# Credit Card Transaction Fraud Detection Dataset EDA

In this notebook, we explore the dataset to determine the important attributes that influence our dependent variable - is_fraud

is_fraud = 1 indicates fraudulent transaction
         = 0 indicates non-fraudulent transaction

We need to generate new features. From intuition, we can generate the following new features:
* We can say that the hour of the day could be an influential factor. There is a higher chance that fraud transactions might be occuring during odd hours. So, we'll extract the hour.
* Now, having extracted the hour, we can further encode it. Say, if the transaction is between 21:00-05:00, there is a higher chance it might be fraudulent.
* We can also say that the frequency of the transaction can be an influential factor. For example, if the number of transactions in last 1/7/30 days suddenly increases, it might indicate a fraudulent transaction

In [None]:
import numpy as np
import pandas as pd
import os
import seaborn as sns
import matplotlib.pyplot as plt

In [None]:
df = pd.read_csv('/kaggle/input/fraud-detection/fraudTrain.csv',parse_dates=['trans_date_trans_time',])

In [None]:
df.columns

# Add Features

## Add hour feature

Here, first, we simply extract the hour. Then, we encode transactions done in normal hours 0500-2100 as normal (0) and transactions done in abnormal hours 2100-0500 as abnormal (1)

In [None]:
df['hour'] = df.trans_date_trans_time.dt.hour

In [None]:
df['hourEnc'] = 0
df.loc[df.hour < 5,'hourEnc'] = 1
df.loc[df.hour > 21,'hourEnc'] = 1

## Add frequencies of transactions

Now, we need to generate frequencies of transactions done in last 1/7/30 days. For this, we use pandas rolling function

In [None]:
# Extract frequencies of transactions in last 1/7/30 days
def last1DayTransactionCount(x):
    temp = pd.Series(x.index, index = x.trans_date_trans_time, name='count_1_day').sort_index()
    count_1_day = temp.rolling('1d').count() - 1
    count_1_day.index = temp.values
    x['count_1_day'] = count_1_day.reindex(x.index)
    return x
def last7DaysTransactionCount(x):
    temp = pd.Series(x.index, index = x.trans_date_trans_time, name='count_7_days').sort_index()
    count_7_days = temp.rolling('7d').count() - 1
    count_7_days.index = temp.values
    x['count_7_days'] = count_7_days.reindex(x.index)
    return x
def last30DaysTransactionCount(x):
    temp = pd.Series(x.index, index = x.trans_date_trans_time, name='count_30_days').sort_index()
    count_30_days = temp.rolling('30d').count() - 1
    count_30_days.index = temp.values
    x['count_30_days'] = count_30_days.reindex(x.index)
    return x

In [None]:
df1 = df.groupby('cc_num').apply(last1DayTransactionCount)

In [None]:
df1 = df1.groupby('cc_num').apply(last7DaysTransactionCount)

In [None]:
df1 = df1.groupby('cc_num').apply(last30DaysTransactionCount)

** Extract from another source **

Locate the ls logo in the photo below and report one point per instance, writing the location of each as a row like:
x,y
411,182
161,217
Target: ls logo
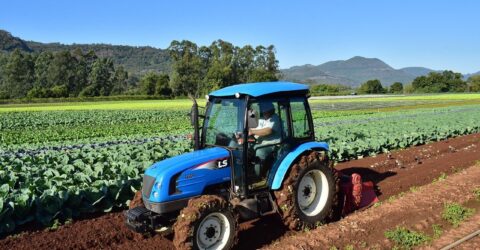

## Add times since last transaction - time_diff

In [None]:
def timeDifference(x):
    x['time_diff'] = x.trans_date_trans_time - x.trans_date_trans_time.shift()
    return x

In [None]:
df1 = df1.groupby('cc_num').apply(timeDifference)

In [None]:
df1['time_diff'] = df1['time_diff'].dt.seconds

# Display correlation heatmaps

In [None]:
fig, ax = plt.subplots(figsize=(20,10))
sns.heatmap(df.corr(),annot=True).set_title('Correlation heatmap without generated features')

In [None]:
fig, ax = plt.subplots(figsize=(20,10))
sns.heatmap(df1.corr(),annot=True).set_title('Correlation heatmap with generated features')

# is_fraud correlation

As you can see from the following correlation series, amount, normal/abnormal hour, count_30_days, count_7_days, time_diff, hour are important contributors

In [None]:
df1.corr()['is_fraud'].abs().sort_values(ascending=False)

Fin.